I find the https://taxact.com/tools/tax-calculator calculator easier to use than the one posted up thread. You can skip straight to the income tab. Click the additional income button to see where you add qualified/non-qualified dividends, short/long term capital gains and taxable IRAs (which is how you would simulate roth conversions). Playing around with that (and looking at the tax brackets) should give you a good idea of how various forms of income interact with the tax brackets.
That's tool is not easy either. I don't see anywhere to put in LT cap gains. Anyway, I'm really hoping to understand how this works rather than just see a total tax number spit out.
I explained how to do that. See the bolded section of my quote above. Yes, don't use it to put it numbers and see what it spits out. Use it to change numbers and see what happens. Add $1000 to one of the income types and see what happens to your tax liability. Although, messing around with your example below, the calculator seems to be adding higher deductions than it should, and I'm not sure why, so maybe better not to rely on it. It might be broken.
The top of the 15% bracket for single filers is actually $37,950, and that's after the $6350 standard deduction and $4050 personal exemption. To hit the "real" top of the 15% bracket you'd need to bring in $48,350 in some form of income. See https://taxfoundation.org/2017-tax-brackets
Got it, okay. I was confused by the AGI talk earlier in the thread. So let's use the $48,350 cutoff moving forward as the beginning of the 25% regular income tax rate and 15% long-term cap gains rate.
I can have plenty of regular income. I have ~$80k in my Trad IRA I could convert, so it won't be a problem to get near that $48,350 figure.
I think the $37k is probably from when I mentioned the savers tax credit above.
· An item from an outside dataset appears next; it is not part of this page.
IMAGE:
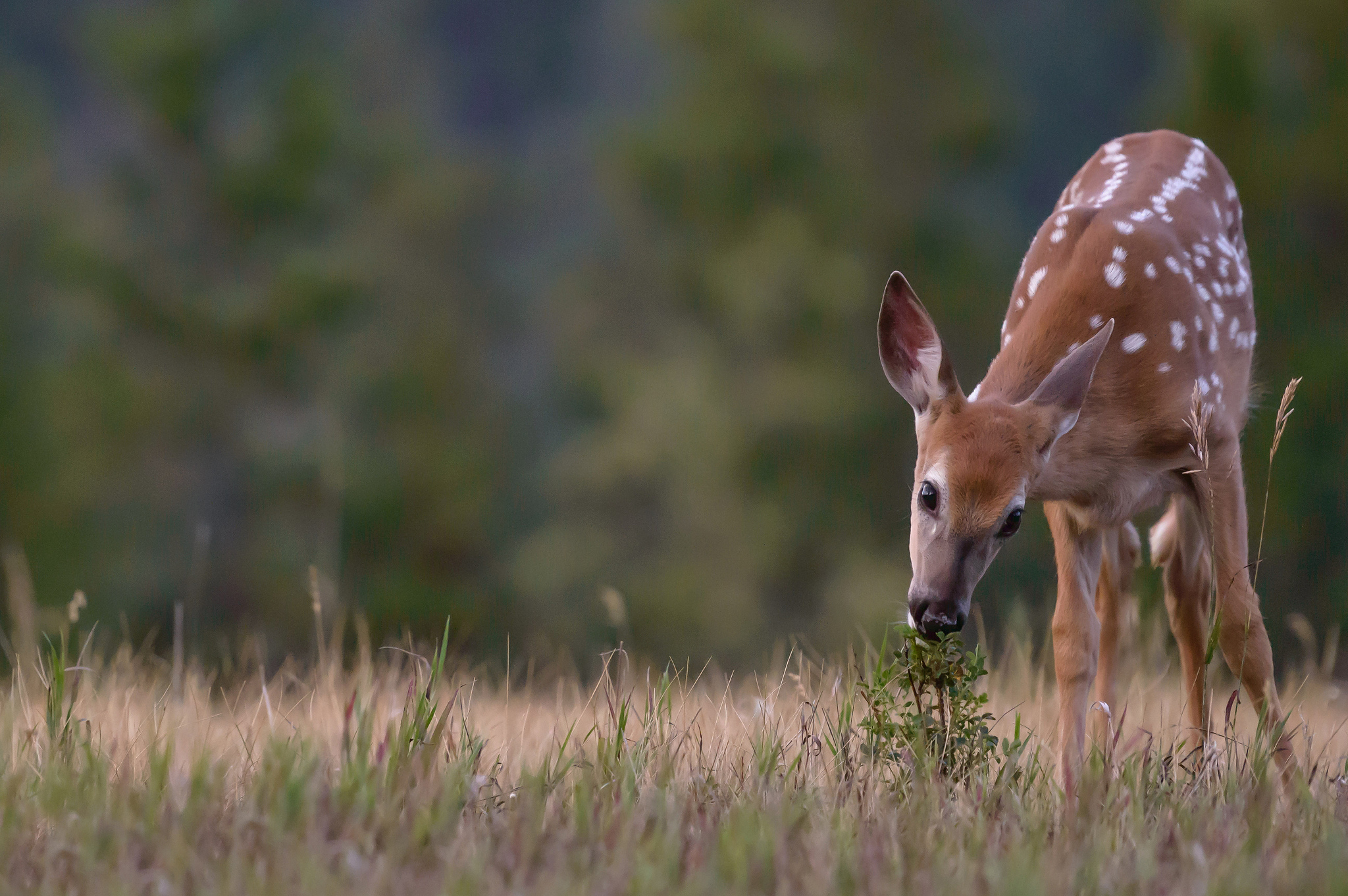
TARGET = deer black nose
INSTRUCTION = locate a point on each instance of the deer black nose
(933, 616)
It's another limit you may wish to stay under if you would like to get that credit (worth $200, $400, or $1000 off your taxes depending on what income limit you stay under), but if you want to maximize roth conversions and capital gains harvesting, then you should just ignore this and worry only about the tax brackets.
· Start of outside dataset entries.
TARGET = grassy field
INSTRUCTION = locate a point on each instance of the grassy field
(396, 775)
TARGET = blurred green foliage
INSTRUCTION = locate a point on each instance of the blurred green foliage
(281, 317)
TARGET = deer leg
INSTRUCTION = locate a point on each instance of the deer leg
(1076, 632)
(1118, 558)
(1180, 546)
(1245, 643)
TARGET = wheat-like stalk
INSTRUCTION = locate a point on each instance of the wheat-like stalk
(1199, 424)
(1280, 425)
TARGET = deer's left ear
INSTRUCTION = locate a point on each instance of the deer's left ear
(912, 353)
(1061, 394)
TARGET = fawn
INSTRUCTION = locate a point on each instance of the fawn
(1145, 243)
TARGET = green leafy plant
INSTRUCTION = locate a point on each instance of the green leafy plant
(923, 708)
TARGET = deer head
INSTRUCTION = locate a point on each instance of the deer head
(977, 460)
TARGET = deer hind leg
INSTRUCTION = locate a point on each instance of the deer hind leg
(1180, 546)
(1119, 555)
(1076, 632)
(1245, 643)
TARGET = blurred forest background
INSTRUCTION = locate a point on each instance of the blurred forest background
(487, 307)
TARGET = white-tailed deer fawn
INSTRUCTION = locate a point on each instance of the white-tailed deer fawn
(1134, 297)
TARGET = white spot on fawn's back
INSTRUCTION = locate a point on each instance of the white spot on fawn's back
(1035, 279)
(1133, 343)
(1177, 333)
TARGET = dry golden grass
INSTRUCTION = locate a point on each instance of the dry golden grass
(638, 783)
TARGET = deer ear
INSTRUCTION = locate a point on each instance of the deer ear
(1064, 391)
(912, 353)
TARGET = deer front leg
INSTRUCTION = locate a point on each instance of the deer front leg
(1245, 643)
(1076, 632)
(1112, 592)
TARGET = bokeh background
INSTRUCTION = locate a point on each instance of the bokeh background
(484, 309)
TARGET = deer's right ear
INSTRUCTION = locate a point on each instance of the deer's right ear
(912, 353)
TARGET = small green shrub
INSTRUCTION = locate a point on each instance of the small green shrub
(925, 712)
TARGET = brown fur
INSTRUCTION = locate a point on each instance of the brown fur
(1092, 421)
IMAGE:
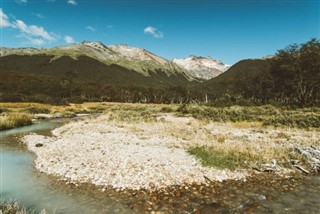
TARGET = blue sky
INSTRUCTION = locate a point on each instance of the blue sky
(225, 30)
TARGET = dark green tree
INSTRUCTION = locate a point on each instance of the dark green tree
(296, 73)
Given those assumptions you would pay 15% on the amount of "regular" earned income over the 10% bracket, and 0% on the capital gains assuming they are long term capital gains.
How's that work exactly? Here's the question again with our new numbers:
$46,350 regular income
$5,000 in long-term capital gains
1. What percentage of regular income is taxed at the 15% marginal rate (or less) versus the 25% marginal rate?
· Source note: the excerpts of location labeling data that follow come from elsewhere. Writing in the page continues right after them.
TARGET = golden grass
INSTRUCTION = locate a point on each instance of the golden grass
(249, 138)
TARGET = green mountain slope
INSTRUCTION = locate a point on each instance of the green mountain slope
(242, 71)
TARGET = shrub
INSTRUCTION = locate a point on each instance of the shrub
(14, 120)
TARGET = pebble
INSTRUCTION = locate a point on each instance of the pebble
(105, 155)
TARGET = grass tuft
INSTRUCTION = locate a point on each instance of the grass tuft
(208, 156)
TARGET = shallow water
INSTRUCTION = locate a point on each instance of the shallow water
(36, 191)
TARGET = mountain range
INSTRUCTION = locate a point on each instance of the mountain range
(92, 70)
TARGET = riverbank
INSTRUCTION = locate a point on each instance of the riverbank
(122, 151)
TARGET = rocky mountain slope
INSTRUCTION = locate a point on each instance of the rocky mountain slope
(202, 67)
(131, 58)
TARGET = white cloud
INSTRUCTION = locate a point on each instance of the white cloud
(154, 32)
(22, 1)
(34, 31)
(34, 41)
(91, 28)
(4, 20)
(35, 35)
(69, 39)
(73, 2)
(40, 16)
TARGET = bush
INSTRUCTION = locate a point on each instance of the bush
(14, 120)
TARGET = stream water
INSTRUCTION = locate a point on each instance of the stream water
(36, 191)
2. What percentage of long-term capital gains income is taxed at the 0% marginal rate versus the 15% rate? And why?
1. I'm not going to figure out percentages, but $10,400 ($6350 standard deduction + 4050 personal exemption) will not be taxed. The next $9,325, so income between $10,400 and $19,725 will be taxed at 10% for a total of $932.50. Then the next $37,950, or income between $19,725 and $48,350, so the final $26,625 would be taxed at 15% for a total of $3,993.75. $2000 of your $5000 long term capital gains would then fall within the 15%, and $3000 within the 25% bracket, so $3000 would be taxed at 15% for a total of $450. 932.50 + 3,993.75 + 450 = total tax due of $5,376.25.
2. See question 1. $2000 is taxed at 0% because it falls within the 15% bracket, $3000 is taxed at 15% because it falls within the 25% bracket.